For a certain audience, Mr. Spock made being a geek cool decades before being a geek actually became cool. William Shatner's Kirk was for many of us a fantasy, the guy we'd like to be but knew we never could. He wasn't just a ladies' man. Kirk could go toe-to-claw with a Gorn and still trick a computer into self-destruction. The rest of the Enterprise crew were a multicultural collection of aspirational role models. Yet it was Spock — half-Vulcan, half-human — who most spoke to viewers.
Spock was aspirational, too. He was the smartest member of the Enterprise crew, famously logical, meticulous and curious. Yet he was also an outsider. He was the lone Vulcan on a ship crewed by Earthlings, but as half-human, he was also an outsider even on his home planet. His relationship with his father was strained, his love life was complicated and while he claimed to be in control of his emotions, it's more accurate to say Spock was emotionally repressed by choice.
Spock went beyond being a role model for aspiring science nerds. Here was an adult who embodied all of the fears and insecurities of adolescence, no matter how well he hid them.
It was a role Nimoy embraced. Google "Nimoy fan letter" and you'll find his response to a fan letter he received in 1968 from a biracial girl who couldn't fit in among either whites or blacks. Nimoy speaks for his fictional character, but he could easily be drawing on some of his own experiences, growing up the Jewish kid in an Irish Catholic neighborhood.
He titled his 1975 memoir "I Am Not Spock" in part to show the distance between himself and the character he and many talented writers, especially D.C. Fontana and Theodore Sturgeon, had worked over three seasons to create. But Nimoy and Spock proved inseparable.
Nimoy returned to play Spock in eight movies (counting the two J.J. Abrams-directed reboot films) and in a couple of episodes of "Star Trek: The Next Generation." Even killing off Spock in "Star Trek II: The Wrath of Khan" didn't last.
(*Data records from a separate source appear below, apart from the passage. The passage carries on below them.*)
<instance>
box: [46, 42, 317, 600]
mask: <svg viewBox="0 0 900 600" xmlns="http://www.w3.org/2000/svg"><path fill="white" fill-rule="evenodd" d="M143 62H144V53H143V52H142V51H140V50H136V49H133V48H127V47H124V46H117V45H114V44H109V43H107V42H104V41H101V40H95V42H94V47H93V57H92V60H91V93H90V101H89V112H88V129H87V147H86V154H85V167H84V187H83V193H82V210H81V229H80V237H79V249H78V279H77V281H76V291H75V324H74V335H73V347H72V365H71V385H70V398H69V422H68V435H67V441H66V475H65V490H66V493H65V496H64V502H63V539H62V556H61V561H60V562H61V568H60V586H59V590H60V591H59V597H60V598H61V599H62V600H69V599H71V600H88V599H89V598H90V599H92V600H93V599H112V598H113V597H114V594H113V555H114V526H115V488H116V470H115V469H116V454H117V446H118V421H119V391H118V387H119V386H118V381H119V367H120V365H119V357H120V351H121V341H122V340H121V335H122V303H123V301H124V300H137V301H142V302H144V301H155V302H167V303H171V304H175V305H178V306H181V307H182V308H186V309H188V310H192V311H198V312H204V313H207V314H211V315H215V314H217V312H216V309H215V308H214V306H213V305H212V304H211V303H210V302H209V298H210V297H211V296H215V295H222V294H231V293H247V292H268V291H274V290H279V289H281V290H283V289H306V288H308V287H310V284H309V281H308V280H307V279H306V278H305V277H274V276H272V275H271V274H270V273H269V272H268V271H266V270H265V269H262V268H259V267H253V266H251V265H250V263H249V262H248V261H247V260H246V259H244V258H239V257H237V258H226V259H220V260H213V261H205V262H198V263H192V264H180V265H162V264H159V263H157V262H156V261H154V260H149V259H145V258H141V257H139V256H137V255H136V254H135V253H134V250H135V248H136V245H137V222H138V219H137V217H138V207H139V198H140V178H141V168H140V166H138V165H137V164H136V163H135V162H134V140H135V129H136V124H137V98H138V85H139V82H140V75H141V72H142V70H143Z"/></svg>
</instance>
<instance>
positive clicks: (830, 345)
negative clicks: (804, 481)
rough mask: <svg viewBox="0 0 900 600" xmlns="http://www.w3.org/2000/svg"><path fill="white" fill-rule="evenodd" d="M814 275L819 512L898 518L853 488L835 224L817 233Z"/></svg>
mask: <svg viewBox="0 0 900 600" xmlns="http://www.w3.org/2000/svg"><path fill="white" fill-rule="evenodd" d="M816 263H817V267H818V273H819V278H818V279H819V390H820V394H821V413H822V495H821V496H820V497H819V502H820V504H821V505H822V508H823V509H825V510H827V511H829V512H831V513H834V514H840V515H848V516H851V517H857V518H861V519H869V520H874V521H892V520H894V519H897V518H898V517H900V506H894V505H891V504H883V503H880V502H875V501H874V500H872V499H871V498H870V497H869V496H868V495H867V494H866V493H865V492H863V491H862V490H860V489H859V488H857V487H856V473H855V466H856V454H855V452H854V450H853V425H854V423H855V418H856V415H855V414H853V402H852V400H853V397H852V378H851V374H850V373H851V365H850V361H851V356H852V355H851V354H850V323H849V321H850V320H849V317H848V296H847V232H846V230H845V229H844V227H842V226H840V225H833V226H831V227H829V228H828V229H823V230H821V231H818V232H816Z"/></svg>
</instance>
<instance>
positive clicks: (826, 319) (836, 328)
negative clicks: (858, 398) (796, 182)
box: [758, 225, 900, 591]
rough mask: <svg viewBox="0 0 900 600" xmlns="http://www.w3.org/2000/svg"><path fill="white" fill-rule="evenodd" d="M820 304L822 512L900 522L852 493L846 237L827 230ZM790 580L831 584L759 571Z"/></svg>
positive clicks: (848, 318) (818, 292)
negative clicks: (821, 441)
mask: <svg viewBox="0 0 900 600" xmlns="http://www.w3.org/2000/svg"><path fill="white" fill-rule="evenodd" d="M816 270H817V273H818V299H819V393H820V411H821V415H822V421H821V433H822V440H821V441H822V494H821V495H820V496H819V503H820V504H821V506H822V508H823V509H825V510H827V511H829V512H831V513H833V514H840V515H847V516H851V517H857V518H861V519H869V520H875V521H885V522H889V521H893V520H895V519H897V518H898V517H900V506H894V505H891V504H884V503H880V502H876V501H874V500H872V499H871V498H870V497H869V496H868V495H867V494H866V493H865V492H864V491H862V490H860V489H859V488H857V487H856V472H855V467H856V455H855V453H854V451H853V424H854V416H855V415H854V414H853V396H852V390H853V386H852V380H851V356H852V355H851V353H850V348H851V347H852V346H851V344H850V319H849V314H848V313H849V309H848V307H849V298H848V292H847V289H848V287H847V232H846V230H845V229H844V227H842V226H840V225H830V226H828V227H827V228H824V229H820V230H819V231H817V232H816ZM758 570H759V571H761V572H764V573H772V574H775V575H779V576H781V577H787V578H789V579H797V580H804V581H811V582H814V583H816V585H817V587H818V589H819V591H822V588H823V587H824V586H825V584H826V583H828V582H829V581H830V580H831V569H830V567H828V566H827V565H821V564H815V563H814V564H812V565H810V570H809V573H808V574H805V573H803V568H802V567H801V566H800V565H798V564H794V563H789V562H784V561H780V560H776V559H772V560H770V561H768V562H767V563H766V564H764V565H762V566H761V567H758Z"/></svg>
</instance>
Nimoy also directed two Trek movies as well as the comedy "Three Men and a Baby." He took up writing and photography, and he took on other roles, from Paris in "Mission: Impossible" to, most recently, the enigmatic William Bell in "Fringe." He eventually wrote a second volume of memoirs, this time titled, "I Am Spock."
On Twitter, he invited us to think of him as our grandfather and dispensed grandfatherly advice, always concluding with Spock's Vulcan salutation, "LLAP" — "live long and prosper."
In the end, there is perhaps no better epitaph for Nimoy than the one Kirk provided Nimoy's alter ego in "Star Trek II": "Of all the souls I have encountered in my travels, his was the most — human."